Wolmirstedt l Vier Wochen fehlt jeder Mitarbeiter der Stadtverwaltung im Durchschnitt. Im Bauhof sind es sogar über sieben Wochen. Dieser überdurchschnittlich hohe Krankenstand führte zu einer Diskussion im Finanz- und Hauptausschuss, der Anfang der Woche stattfand. Einige Ausschussmitglieder bemängelten den Umgang mit dem Missstand.

Die Mitarbeiter der Kernverwaltung waren im Jahr 2018 durchschnittlich 21,63 Tage krank – das entspricht mehr als vier Wochen. Im Jahr 2017 war der Krankenstand nahezu gleich, da waren es durchschnittlich 22,8 Krankentage pro Mitarbeiter im Jahr. Im Wirtschaftshof hat sich die Lage sogar noch verschärft. Fehlten die Mitarbeiter im Jahr 2017 durchschnittlich 35,4 Tage – etwa sieben Wochen – waren es im Jahr 2018 bereits 37,88 Tage.

Konzepte werden erstellt

„Ein normales Wirtschaftsunternehmen würde einen so hohen Krankenstand nicht bewältigen“, sagte Stadtratsmitglied Klaus Mewes (UWG). Daraufhin verwies Bürgermeisterin Marlies Cassuhn (parteilos) auf die zusätzliche Arbeit für andere Mitarbeiter. Für einige Langzeiterkrankten seien vorübergehend neue Mitarbeiter eingestellt worden, um die fehlende Arbeitskraft zu kompensieren.

„Wir können nur gute Arbeit als Verwaltung abliefern, wenn unsere Mitarbeiter gesund sind. Die Qualität leidet sonst“, sagte Marlies Cassuhn. Die Arbeit müsse bei Ausfall auf andere Schultern verteilt werden. Das sei vorübergehend machbar, aber keine dauerhafte Lösung.

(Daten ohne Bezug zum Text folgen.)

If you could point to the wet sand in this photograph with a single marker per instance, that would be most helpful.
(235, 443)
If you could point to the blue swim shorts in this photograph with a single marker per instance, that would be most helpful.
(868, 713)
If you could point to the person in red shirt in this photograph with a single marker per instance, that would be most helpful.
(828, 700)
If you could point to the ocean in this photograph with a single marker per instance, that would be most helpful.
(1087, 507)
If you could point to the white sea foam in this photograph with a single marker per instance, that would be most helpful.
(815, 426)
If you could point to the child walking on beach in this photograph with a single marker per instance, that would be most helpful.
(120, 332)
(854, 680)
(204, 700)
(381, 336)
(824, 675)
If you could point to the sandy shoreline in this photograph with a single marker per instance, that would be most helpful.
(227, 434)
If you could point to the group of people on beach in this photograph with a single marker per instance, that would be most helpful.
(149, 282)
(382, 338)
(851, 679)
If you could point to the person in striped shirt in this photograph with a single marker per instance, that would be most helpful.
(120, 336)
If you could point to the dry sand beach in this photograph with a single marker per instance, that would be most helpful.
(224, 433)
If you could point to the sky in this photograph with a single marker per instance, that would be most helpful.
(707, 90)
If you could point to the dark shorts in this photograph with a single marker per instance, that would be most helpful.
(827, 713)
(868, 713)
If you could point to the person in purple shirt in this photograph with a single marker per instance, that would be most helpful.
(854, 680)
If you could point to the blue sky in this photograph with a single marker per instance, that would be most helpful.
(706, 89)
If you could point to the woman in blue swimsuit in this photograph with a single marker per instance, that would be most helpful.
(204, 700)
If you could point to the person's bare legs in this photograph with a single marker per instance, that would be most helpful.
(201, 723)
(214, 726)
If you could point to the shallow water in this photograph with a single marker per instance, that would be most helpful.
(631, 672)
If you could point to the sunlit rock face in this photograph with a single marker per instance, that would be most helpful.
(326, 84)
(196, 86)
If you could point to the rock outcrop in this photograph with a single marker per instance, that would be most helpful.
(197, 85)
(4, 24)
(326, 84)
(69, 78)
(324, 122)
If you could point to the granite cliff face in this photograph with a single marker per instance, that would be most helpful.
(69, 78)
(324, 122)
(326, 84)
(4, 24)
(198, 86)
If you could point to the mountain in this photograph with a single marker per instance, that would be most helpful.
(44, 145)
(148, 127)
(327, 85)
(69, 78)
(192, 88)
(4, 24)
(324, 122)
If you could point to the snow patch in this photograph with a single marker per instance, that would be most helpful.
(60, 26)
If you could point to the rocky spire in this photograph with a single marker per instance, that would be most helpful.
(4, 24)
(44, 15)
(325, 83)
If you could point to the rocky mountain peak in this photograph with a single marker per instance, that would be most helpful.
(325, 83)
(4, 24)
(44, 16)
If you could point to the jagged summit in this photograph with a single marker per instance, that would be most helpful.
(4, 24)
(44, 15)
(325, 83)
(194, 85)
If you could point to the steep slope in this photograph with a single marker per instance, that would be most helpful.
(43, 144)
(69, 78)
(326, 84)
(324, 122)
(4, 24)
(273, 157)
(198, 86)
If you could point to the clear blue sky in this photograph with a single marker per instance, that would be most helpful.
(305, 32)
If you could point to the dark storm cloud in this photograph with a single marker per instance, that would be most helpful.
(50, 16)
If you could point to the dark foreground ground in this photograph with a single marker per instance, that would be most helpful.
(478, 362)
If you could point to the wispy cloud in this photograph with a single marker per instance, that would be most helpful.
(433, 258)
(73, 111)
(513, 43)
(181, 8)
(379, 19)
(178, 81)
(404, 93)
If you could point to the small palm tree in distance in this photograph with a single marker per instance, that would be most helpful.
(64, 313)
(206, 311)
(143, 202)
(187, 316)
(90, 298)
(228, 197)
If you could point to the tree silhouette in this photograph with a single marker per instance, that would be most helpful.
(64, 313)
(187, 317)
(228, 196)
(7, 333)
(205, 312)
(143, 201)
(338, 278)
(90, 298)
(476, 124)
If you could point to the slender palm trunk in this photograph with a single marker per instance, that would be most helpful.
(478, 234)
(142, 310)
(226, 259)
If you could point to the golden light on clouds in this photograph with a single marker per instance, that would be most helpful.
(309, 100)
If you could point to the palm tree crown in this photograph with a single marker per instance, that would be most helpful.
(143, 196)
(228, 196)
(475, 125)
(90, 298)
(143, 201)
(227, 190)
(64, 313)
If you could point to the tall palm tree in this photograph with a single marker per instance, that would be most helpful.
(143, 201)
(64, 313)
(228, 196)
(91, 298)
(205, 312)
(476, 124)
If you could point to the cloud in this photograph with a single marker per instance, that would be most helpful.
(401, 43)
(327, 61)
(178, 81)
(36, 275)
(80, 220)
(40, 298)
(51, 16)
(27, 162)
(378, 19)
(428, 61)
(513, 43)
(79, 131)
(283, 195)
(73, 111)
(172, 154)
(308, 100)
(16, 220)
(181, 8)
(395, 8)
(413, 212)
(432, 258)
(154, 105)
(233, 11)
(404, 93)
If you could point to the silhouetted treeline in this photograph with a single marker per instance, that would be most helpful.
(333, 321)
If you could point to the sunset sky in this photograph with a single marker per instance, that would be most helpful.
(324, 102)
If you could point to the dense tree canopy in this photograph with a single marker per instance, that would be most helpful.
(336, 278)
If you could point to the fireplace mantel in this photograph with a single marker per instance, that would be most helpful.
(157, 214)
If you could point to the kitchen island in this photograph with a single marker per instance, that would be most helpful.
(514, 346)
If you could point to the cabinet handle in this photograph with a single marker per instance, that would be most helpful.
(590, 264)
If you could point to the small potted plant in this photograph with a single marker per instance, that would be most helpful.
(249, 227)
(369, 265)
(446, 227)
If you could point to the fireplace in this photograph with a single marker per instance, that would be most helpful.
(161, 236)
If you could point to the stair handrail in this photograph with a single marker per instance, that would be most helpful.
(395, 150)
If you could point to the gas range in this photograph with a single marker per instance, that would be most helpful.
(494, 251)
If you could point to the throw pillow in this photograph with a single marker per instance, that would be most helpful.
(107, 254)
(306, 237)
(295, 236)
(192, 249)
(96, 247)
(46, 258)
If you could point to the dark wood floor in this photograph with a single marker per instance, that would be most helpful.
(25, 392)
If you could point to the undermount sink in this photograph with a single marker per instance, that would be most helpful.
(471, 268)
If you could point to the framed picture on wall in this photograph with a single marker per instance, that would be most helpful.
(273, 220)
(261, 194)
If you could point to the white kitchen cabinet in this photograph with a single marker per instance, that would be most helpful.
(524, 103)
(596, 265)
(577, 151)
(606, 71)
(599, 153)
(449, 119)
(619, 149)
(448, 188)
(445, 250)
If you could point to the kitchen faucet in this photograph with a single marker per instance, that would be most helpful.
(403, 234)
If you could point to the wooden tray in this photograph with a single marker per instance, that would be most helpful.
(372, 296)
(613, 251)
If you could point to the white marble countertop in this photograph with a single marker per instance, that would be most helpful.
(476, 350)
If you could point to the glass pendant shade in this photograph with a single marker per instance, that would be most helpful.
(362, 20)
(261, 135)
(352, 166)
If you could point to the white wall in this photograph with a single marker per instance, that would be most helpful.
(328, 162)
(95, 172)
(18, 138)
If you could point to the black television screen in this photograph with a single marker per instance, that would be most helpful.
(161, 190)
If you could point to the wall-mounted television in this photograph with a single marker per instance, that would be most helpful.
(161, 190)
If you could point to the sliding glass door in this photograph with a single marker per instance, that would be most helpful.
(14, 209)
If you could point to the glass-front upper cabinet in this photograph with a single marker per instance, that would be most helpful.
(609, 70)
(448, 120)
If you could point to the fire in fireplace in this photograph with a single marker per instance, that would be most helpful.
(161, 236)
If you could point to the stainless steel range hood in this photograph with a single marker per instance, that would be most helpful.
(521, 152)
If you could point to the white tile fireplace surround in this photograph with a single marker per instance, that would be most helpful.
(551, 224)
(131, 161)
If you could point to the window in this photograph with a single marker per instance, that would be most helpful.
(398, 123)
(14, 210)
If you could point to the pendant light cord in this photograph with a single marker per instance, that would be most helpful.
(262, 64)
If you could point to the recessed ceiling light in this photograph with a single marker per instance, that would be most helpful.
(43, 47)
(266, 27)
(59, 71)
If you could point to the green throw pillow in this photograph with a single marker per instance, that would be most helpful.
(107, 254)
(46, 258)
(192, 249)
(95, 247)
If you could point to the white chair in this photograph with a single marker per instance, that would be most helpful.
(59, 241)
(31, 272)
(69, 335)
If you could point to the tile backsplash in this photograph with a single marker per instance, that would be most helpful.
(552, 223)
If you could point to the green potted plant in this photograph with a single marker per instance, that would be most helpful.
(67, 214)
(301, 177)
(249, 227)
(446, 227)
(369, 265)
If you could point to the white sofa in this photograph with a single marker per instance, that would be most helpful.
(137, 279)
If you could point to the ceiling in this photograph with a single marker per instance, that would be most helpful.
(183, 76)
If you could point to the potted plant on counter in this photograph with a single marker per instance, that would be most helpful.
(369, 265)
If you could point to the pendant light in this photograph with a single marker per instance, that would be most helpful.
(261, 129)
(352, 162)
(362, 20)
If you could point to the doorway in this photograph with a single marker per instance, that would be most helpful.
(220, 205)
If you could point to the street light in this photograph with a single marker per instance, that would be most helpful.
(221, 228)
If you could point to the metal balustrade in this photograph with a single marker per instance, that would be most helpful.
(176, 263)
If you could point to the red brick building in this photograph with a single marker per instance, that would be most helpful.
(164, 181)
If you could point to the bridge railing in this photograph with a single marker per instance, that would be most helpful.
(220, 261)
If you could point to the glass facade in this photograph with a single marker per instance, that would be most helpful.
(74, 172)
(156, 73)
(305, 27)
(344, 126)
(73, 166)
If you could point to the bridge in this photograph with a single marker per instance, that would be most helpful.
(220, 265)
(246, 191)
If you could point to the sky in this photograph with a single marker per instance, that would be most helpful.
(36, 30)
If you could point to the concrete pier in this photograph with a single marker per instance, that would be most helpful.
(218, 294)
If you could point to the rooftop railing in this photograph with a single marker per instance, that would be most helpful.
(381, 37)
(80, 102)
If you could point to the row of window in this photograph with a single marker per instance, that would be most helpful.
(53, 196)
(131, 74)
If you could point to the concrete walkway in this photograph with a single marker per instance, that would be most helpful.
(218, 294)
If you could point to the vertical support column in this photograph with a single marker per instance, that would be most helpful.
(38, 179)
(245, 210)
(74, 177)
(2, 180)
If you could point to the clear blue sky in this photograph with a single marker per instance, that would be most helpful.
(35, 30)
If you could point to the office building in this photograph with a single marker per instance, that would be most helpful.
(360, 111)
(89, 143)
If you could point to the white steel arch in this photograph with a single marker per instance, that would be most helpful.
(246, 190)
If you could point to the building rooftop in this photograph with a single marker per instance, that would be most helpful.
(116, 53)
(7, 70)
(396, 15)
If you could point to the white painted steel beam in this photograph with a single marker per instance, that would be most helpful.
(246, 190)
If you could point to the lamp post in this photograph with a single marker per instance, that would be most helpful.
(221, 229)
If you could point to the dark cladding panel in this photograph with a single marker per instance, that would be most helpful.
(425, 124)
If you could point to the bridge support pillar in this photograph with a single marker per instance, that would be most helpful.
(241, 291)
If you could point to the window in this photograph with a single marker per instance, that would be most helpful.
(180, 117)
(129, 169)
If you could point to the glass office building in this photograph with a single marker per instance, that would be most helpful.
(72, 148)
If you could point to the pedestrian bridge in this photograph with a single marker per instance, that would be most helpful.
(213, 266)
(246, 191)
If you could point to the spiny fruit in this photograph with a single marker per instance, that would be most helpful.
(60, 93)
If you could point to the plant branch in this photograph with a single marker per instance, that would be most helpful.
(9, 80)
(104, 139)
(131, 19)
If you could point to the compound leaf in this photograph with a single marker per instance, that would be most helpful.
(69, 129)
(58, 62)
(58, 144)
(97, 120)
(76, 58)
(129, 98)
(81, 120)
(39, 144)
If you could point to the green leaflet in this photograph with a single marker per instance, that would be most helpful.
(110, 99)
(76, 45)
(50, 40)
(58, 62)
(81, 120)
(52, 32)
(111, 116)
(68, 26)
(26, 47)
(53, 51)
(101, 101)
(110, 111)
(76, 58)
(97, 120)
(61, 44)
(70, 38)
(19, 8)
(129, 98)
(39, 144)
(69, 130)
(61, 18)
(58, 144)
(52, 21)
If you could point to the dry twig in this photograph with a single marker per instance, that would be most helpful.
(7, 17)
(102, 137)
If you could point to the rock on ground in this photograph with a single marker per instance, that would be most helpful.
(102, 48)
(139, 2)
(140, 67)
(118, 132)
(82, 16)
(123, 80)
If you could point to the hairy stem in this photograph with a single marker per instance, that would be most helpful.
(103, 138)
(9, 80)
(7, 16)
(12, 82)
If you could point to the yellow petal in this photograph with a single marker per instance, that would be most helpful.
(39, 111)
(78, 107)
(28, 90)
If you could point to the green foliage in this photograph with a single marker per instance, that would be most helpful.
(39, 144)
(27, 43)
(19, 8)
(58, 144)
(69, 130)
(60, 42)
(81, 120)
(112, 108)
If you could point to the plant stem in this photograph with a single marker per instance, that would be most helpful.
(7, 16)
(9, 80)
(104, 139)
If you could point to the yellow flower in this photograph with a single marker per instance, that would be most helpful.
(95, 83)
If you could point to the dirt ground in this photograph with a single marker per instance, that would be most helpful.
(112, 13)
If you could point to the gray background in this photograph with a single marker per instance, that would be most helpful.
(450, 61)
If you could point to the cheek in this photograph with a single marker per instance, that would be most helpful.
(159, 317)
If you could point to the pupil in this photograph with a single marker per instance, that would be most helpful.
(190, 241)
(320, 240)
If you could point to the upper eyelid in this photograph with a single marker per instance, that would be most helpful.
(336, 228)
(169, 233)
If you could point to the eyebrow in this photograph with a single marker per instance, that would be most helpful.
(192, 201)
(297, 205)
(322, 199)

Im Jahr 2019 hofft das Stadtoberhaupt auf eine Stabilisierung der Personaldecke innerhalb der Verwaltung. In den Fachbereichen sollen nun Personalentwicklungskonzepte erstellt werden, um Stellen langfristig besetzen zu können. Auch teambildende Maßnahmen stehen 2019 auf der Agenda der Stadtverwaltung.

Personalkosten sind gestiegen

Eigentlich sollte es um den Entwurf des Stellenplans für das Jahr 2019 gehen, der vom nächsten Stadtrat abgesegnet werden soll. Insgesamt 75 Mitarbeiter sind für die Stadtverwaltung tätig, davon 42 in der Kernverwaltung. Die Personalkosten wurden mit knapp 4,7 Millionen Euro veranschlagt. Das sind 248.000 Euro mehr als noch im Vorjahr. Begründet wird die Erhöhung seitens der Stadtverwaltung mit geplanten Tarifsteigerungen von 3,1 Prozent sowie Stellen, die für die Zentrale Vergabestelle sowie den Hort geschaffen werden.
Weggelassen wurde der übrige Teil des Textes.